Reading Devadatta, Maria Magdalena, Patachara or the like will guide a musician to make music scores in present day creations. I do that.

History, philosophy and religion provide a wealth of knowledge to any music composer apart from music itself.

Can a composer who lacks that knowledge send vibes among the society?

A philosophical musician will live even after his death. Music is not meant to provide mere ‘fun’ and we as musicians should bear that in mind.

Do you believe in your Rashi and written destiny of your life?

The answer won’t be a firm ‘No’. Yet at one crucial stage in my life I got a blessing from some unknown force that brightened my life.

I won awards at a time when the written destiny said otherwise. I believe any man can change his destiny with will power.

There is another aspect to winning awards. Awards give us courage and motivation. But after winning those one should keep them aside and get back to basics.

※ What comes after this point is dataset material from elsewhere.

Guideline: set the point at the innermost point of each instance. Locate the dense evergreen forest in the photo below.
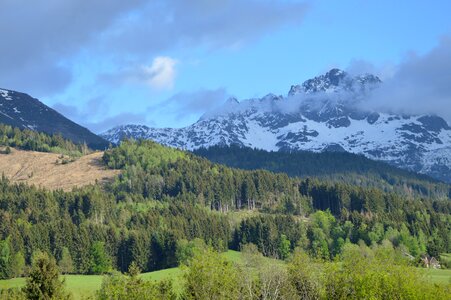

What are your current projects?

Adara Dadayama (ITN) and Devliya (Swarnavahini) are two tele-dramas to be telecast with my music scores. I compose music for Ranjan Ramanayake’s movie ‘Doctor Navariyan’.

What else is in store for us from you in future?

I aspire to connect music with spirituality and technology. There is no proper university in the world to teach how to stimulate vibes of a listener. I am training myself to conduct a spiritual musical concert in five years time.

I believe music has been given to us by immortals. We take hold of only a limited frequency or range from this vast universe of music. But we humans have the capacity to grasp more. Apart from taking away stress and depression from people, music can do wonders. Healing is one such thing. Some voices are registered in the healing frequency. One such voice we have belongs to Dayaratne Ranatunga.